In this poster, we introduce a framework that describes a range of purposes that might undergird CS education programs, curriculum or initiatives, and creates throughlines between how purposes line up with enacted pedagogies and policies. The intention of the framework is to allow educators, designers, administrators and policymakers to carefully consider how their current initiatives reflect different ideologies and assumptions.
The framework was developed through a six month participatory knowledge building (PKB) process (AUTHORS 2 & 3, 2016) with 45 stakeholders including teachers, informal educators, researchers and technology developers connected to the CS4All initiative in New York City (City of New York, n.d.). PKB draws on diverse stakeholder expertise as the basis for theory development. Three knowledge building sessions were facilitated where stakeholders surfaced wide-ranging rationales for CS education, relationships among these rationales and how they linked to particular pedagogical designs. The perspectives shared in these meetings were collected as data and study authors engaged in multiple rounds of inductive coding in order to arrive at the framework presented here.
Based on the above analysis we present a framework with five components: (1) A clearly articulated set of ‘CSed Visions’ and rationale for CS education, (2) examples of pedagogical practices linked to different rationales, (3) relationships between the distinct “CSed Visions” and perceptions of how such visions might mutually support one another, (4) disjunctures and tensions among these visions for computer science education, and finally (5) ways that these visions are distinct from the “human capital” arguments most commonly highlighted by media outlets, policymakers and funders.

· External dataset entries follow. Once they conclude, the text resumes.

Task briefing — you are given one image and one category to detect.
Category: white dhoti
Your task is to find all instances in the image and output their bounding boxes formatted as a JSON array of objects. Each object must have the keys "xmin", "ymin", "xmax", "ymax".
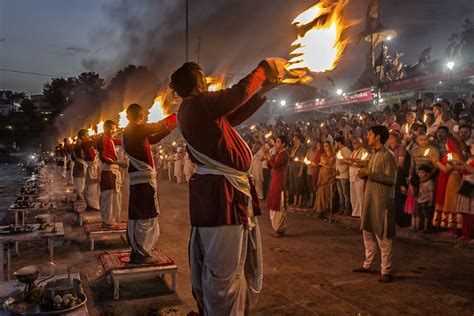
[
  {"xmin": 269, "ymin": 191, "xmax": 287, "ymax": 233},
  {"xmin": 73, "ymin": 176, "xmax": 85, "ymax": 199},
  {"xmin": 190, "ymin": 221, "xmax": 263, "ymax": 316},
  {"xmin": 181, "ymin": 134, "xmax": 262, "ymax": 315},
  {"xmin": 184, "ymin": 159, "xmax": 195, "ymax": 183},
  {"xmin": 84, "ymin": 158, "xmax": 100, "ymax": 210},
  {"xmin": 62, "ymin": 159, "xmax": 67, "ymax": 179},
  {"xmin": 123, "ymin": 148, "xmax": 161, "ymax": 257},
  {"xmin": 100, "ymin": 164, "xmax": 122, "ymax": 225},
  {"xmin": 174, "ymin": 159, "xmax": 184, "ymax": 184},
  {"xmin": 350, "ymin": 179, "xmax": 364, "ymax": 217},
  {"xmin": 127, "ymin": 217, "xmax": 160, "ymax": 256}
]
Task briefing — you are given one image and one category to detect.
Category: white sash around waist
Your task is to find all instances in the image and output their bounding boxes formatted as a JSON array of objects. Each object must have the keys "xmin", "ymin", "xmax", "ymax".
[
  {"xmin": 122, "ymin": 144, "xmax": 160, "ymax": 215},
  {"xmin": 102, "ymin": 163, "xmax": 122, "ymax": 192},
  {"xmin": 181, "ymin": 133, "xmax": 255, "ymax": 229}
]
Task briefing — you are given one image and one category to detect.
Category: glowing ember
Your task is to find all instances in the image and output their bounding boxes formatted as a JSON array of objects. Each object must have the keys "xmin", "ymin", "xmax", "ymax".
[
  {"xmin": 206, "ymin": 76, "xmax": 226, "ymax": 92},
  {"xmin": 265, "ymin": 131, "xmax": 273, "ymax": 139},
  {"xmin": 336, "ymin": 151, "xmax": 343, "ymax": 160},
  {"xmin": 447, "ymin": 153, "xmax": 453, "ymax": 161},
  {"xmin": 304, "ymin": 157, "xmax": 311, "ymax": 165},
  {"xmin": 148, "ymin": 95, "xmax": 167, "ymax": 122},
  {"xmin": 286, "ymin": 0, "xmax": 352, "ymax": 75},
  {"xmin": 423, "ymin": 148, "xmax": 430, "ymax": 157},
  {"xmin": 97, "ymin": 119, "xmax": 104, "ymax": 134},
  {"xmin": 119, "ymin": 110, "xmax": 128, "ymax": 128},
  {"xmin": 361, "ymin": 152, "xmax": 369, "ymax": 161}
]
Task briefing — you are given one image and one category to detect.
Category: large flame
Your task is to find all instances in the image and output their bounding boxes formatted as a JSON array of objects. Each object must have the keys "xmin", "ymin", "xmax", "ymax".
[
  {"xmin": 148, "ymin": 95, "xmax": 167, "ymax": 122},
  {"xmin": 286, "ymin": 0, "xmax": 351, "ymax": 74},
  {"xmin": 206, "ymin": 76, "xmax": 226, "ymax": 92},
  {"xmin": 119, "ymin": 110, "xmax": 128, "ymax": 128},
  {"xmin": 96, "ymin": 119, "xmax": 104, "ymax": 134},
  {"xmin": 88, "ymin": 126, "xmax": 96, "ymax": 136}
]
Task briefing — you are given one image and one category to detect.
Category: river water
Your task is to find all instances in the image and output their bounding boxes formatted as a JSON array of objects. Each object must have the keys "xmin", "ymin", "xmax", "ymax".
[{"xmin": 0, "ymin": 163, "xmax": 25, "ymax": 221}]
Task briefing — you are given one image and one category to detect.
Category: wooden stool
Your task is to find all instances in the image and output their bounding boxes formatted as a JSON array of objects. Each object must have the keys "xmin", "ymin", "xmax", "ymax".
[
  {"xmin": 100, "ymin": 249, "xmax": 177, "ymax": 300},
  {"xmin": 83, "ymin": 222, "xmax": 127, "ymax": 250}
]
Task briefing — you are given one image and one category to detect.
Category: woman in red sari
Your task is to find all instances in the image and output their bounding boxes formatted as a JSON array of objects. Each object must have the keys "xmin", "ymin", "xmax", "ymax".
[
  {"xmin": 431, "ymin": 137, "xmax": 465, "ymax": 232},
  {"xmin": 264, "ymin": 135, "xmax": 290, "ymax": 237}
]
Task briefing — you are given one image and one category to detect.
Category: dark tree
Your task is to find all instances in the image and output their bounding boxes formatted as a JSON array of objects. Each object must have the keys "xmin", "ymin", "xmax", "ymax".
[
  {"xmin": 20, "ymin": 99, "xmax": 37, "ymax": 116},
  {"xmin": 42, "ymin": 77, "xmax": 75, "ymax": 115}
]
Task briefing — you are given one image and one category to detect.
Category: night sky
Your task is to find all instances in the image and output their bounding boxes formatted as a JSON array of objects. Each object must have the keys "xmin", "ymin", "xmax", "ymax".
[{"xmin": 0, "ymin": 0, "xmax": 472, "ymax": 94}]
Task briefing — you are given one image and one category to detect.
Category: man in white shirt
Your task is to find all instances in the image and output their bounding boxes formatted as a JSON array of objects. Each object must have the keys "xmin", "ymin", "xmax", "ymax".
[
  {"xmin": 334, "ymin": 136, "xmax": 352, "ymax": 216},
  {"xmin": 348, "ymin": 138, "xmax": 368, "ymax": 217}
]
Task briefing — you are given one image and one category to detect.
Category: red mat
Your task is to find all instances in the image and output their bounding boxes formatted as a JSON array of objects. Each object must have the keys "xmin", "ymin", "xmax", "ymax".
[
  {"xmin": 83, "ymin": 221, "xmax": 128, "ymax": 234},
  {"xmin": 100, "ymin": 249, "xmax": 175, "ymax": 271}
]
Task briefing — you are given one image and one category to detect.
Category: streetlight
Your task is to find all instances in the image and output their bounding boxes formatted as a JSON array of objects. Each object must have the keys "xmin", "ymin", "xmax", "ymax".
[
  {"xmin": 446, "ymin": 61, "xmax": 455, "ymax": 70},
  {"xmin": 336, "ymin": 89, "xmax": 343, "ymax": 95},
  {"xmin": 280, "ymin": 100, "xmax": 286, "ymax": 106}
]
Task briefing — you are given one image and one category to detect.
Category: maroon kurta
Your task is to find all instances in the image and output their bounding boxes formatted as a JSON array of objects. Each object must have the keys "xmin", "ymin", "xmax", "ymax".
[
  {"xmin": 71, "ymin": 143, "xmax": 85, "ymax": 177},
  {"xmin": 97, "ymin": 134, "xmax": 122, "ymax": 192},
  {"xmin": 123, "ymin": 116, "xmax": 176, "ymax": 220},
  {"xmin": 266, "ymin": 149, "xmax": 289, "ymax": 211},
  {"xmin": 178, "ymin": 66, "xmax": 268, "ymax": 227}
]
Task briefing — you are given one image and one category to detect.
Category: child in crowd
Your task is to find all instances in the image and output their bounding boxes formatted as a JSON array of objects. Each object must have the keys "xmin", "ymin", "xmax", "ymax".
[{"xmin": 416, "ymin": 164, "xmax": 434, "ymax": 232}]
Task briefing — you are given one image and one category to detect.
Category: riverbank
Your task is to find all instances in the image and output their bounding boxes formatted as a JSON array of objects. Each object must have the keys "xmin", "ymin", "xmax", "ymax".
[{"xmin": 0, "ymin": 164, "xmax": 25, "ymax": 221}]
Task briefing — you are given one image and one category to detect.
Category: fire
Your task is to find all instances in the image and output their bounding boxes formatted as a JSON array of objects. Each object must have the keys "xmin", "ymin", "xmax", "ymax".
[
  {"xmin": 97, "ymin": 119, "xmax": 104, "ymax": 134},
  {"xmin": 88, "ymin": 126, "xmax": 96, "ymax": 136},
  {"xmin": 148, "ymin": 95, "xmax": 167, "ymax": 122},
  {"xmin": 68, "ymin": 137, "xmax": 73, "ymax": 143},
  {"xmin": 264, "ymin": 131, "xmax": 273, "ymax": 139},
  {"xmin": 286, "ymin": 0, "xmax": 352, "ymax": 75},
  {"xmin": 119, "ymin": 110, "xmax": 128, "ymax": 128},
  {"xmin": 361, "ymin": 152, "xmax": 369, "ymax": 161},
  {"xmin": 423, "ymin": 148, "xmax": 430, "ymax": 157},
  {"xmin": 304, "ymin": 157, "xmax": 311, "ymax": 165},
  {"xmin": 447, "ymin": 153, "xmax": 453, "ymax": 161},
  {"xmin": 336, "ymin": 151, "xmax": 343, "ymax": 160},
  {"xmin": 206, "ymin": 76, "xmax": 226, "ymax": 92}
]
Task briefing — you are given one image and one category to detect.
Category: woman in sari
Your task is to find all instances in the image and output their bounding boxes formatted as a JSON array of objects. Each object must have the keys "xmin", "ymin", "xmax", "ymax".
[
  {"xmin": 455, "ymin": 144, "xmax": 474, "ymax": 239},
  {"xmin": 314, "ymin": 141, "xmax": 336, "ymax": 216},
  {"xmin": 431, "ymin": 137, "xmax": 465, "ymax": 234},
  {"xmin": 311, "ymin": 142, "xmax": 324, "ymax": 192}
]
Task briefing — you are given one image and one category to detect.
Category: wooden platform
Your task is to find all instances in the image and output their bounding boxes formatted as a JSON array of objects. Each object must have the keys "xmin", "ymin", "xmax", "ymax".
[
  {"xmin": 75, "ymin": 206, "xmax": 101, "ymax": 226},
  {"xmin": 83, "ymin": 222, "xmax": 127, "ymax": 250},
  {"xmin": 100, "ymin": 249, "xmax": 177, "ymax": 300}
]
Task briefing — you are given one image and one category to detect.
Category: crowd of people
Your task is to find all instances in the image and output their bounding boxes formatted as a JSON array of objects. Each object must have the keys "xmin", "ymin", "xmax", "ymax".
[
  {"xmin": 52, "ymin": 57, "xmax": 473, "ymax": 312},
  {"xmin": 155, "ymin": 94, "xmax": 474, "ymax": 241}
]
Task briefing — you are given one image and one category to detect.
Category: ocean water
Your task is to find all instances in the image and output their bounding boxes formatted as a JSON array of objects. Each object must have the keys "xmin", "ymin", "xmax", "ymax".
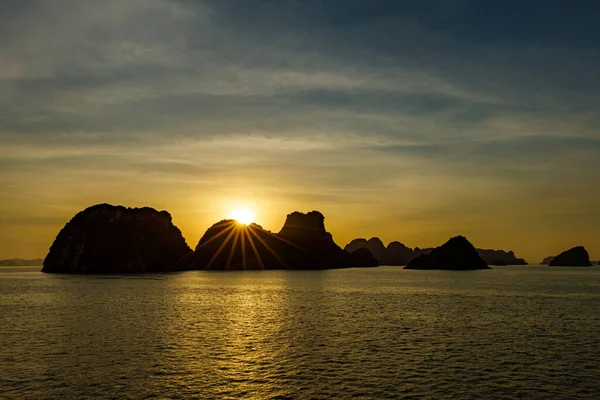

The CSed Visions framework can be used by a range of stakeholders for different purposes. Administrators and policymakers can use it to carefully consider how their current initiatives reflect different ideologies and assumptions, educators can use it to guide selection of different CSed pedagogical resources, designers can reflect on how their tools may or may not help support broader societal goals, and researchers can use it as a lens for analyzing motivations and ideologies that exist at various levels within educational systems. By recognizing, articulating and validating the many visions undergirding CS education, we hope to contribute a resource that will allow individuals involved in CS4All initiatives to effectively deliberate around the needs they are intending to meet.